The housing crisis: The affordability crisis is felt most strongly in housing where rent-burdened tenants continue to spend a disproportionate percentage of their income on rent and buying a home appears impossible to so many. We must do more to build new housing, reduce obstacles to new affordable units, and ensure the supply of housing matches the demand. I supported CIty of Yes because it was a crucial step in that direction but we can do more to ensure greater affordability. I also initiated the Gowanus neighborhood planning and rezoning process that, as mentioned previously, is currently generating 8,500 new housing units, almost 3,000 of them affordable to low-income and working-class families. In Congress, I will fight for a national approach to housing that reduces obstacles to new affordable units and combines the progressive and abundance values we share.  


Defending immigrant neighbors: Our neighbors are under attack. The federal government continues its unconstitutional assault on our neighbors, kidnapping New Yorkers off the street and at their hearings. Families in our community are being ripped apart. A third of households in this Congressional District include at least one immigrant. 192 thousand immigrants live in this Congressional District and a third of households here include at least one immigrant. The district includes Manhattan’s Chinatown and Brooklyn’s Sunset Park, two historic and continuing communities of Asian-American New Yorkers, significant Latino communities, and of course the Lower East Side. We have both a present duty and a historic one to fight against Trump/ICE’s authoritarian and increasingly violent assault on immigrant neighbors.

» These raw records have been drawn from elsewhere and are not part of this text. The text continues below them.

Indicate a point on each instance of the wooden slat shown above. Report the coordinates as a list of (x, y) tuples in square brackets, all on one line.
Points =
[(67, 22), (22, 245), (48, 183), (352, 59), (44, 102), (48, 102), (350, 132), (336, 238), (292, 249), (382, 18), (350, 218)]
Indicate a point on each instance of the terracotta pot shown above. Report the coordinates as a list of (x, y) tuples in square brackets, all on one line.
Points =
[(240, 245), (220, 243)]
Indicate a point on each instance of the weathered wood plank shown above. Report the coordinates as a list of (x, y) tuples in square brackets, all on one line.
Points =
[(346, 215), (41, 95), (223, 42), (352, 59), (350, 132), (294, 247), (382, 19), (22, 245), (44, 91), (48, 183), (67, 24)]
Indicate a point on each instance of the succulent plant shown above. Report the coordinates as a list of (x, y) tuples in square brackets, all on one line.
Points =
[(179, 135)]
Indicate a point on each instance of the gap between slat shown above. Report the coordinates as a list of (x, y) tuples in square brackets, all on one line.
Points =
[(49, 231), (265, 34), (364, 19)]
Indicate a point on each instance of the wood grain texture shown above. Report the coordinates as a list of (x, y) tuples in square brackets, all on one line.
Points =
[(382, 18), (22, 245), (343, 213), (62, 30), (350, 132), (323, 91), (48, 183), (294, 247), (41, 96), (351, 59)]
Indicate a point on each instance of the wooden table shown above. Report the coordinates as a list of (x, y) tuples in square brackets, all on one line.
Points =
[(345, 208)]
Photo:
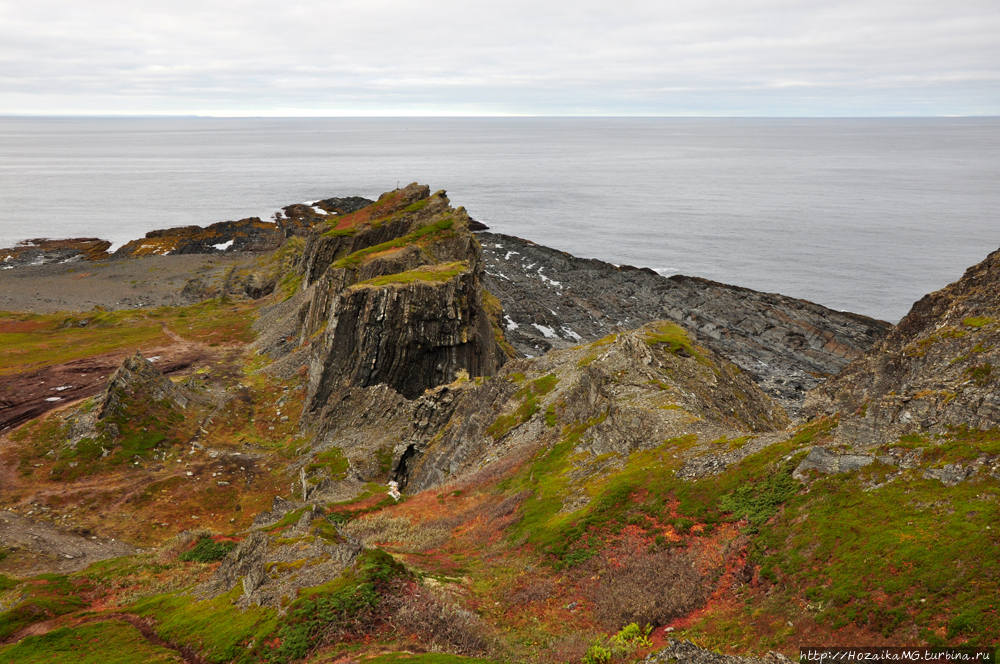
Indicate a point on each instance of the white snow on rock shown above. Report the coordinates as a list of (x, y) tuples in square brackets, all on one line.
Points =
[(547, 332), (571, 333)]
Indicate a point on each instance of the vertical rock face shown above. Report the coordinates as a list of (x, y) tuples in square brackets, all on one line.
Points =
[(395, 298), (409, 336), (934, 370), (137, 377)]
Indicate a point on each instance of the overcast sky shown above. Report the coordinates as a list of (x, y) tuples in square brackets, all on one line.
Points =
[(524, 57)]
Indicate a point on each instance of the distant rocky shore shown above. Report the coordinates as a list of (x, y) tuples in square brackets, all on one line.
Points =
[(550, 299)]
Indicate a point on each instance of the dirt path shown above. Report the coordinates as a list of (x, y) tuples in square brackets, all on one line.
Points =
[(145, 626), (53, 549), (27, 395)]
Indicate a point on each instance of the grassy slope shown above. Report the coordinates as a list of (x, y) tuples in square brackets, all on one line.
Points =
[(909, 562)]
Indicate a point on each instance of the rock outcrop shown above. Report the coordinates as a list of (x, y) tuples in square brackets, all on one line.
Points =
[(630, 391), (933, 373), (42, 252), (277, 559), (554, 300), (686, 652), (391, 295), (251, 235), (137, 378)]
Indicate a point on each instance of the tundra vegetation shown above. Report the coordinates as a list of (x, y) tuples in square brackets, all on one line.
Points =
[(583, 506)]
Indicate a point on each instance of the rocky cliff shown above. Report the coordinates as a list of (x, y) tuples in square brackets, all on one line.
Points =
[(933, 372), (391, 294), (552, 299)]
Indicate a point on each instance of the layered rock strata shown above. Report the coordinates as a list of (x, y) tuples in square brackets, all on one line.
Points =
[(933, 373), (552, 299)]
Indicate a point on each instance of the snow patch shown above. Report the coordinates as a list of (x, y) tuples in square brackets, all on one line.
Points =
[(571, 333), (547, 332)]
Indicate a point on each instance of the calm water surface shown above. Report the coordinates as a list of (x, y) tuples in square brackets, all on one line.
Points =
[(860, 215)]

When I heard in June that masked ICE agents were abducting our neighbors at 26 Federal Plaza without due process, and that NYPD officers had arrested ministers and volunteers who were there to bear witness, I knew I needed to show up as well. So I started participating weekly in courtwatching and accompanying neighbors. After I was arrested the first time while accompanying an asylum-seeker named Edgardo out of the building, I organized a civil disobedience action with 15 more elected officials and 70 other New Yorkers – and I am currently taking that case to trial. Donald Trump thinks he can use armed agents to intimidate us – but he is wrong. I am running for Congress to show Donald Trump that the greatest immigrant city the world has ever known will not back down. When we win the majority in the House, we must commence investigations immediately to hold ICE accountable for its crimes.

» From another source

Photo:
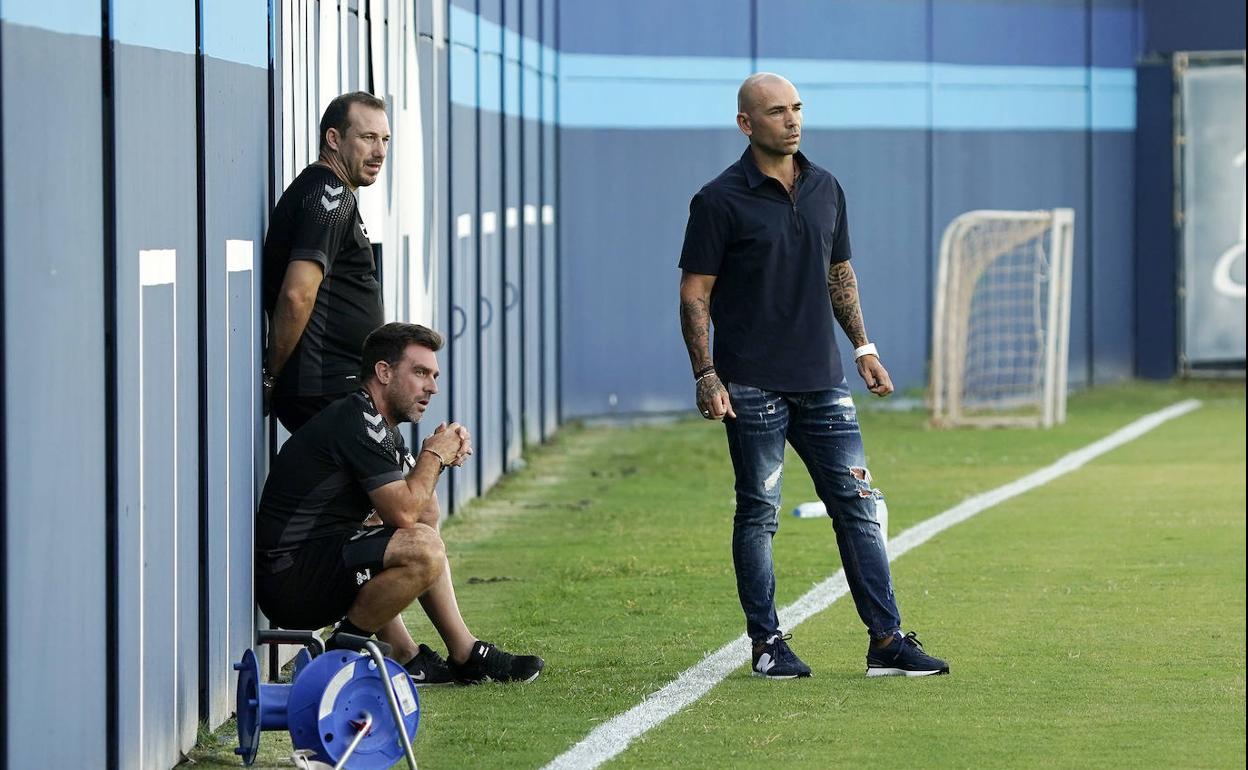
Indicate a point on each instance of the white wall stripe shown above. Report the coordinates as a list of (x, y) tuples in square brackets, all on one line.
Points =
[(613, 736), (238, 255)]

Access to affordable healthcare: Healthcare is a human right and New Yorkers deserve high-quality medical coverage. Too many of our neighbors are unable to afford the treatment that they need, cannot access preventive care (which worsens their health and quality of life, and increases the cost of care later), and wind up forced to take on extreme debts just to receive essential medical care. We can change that, but it requires doing more than tinkering around the edges of a broken system. 


My dear friend Ady Barkan, who died in 2023 after the most courageous 7-year battle, led the way in fighting for universal healthcare (including coverage for long-term care with living-wage pay for care workers), cornering Senator Jeff Flake on airplane, taking arrest in the hall of Congress many times, and delivering moving testimony at the first-ever hearing in Congress for Medicare for All. Be A Hero, the organization he founded, is organizing Americans to fight for the universal healthcare we all deserve.   


In Ady’s memory, alongside Be A Hero and other allies, I will champion Medicare for All in Congress to bring transformational changes to our broken healthcare system and make a reality out of our commitment that healthcare is a human right.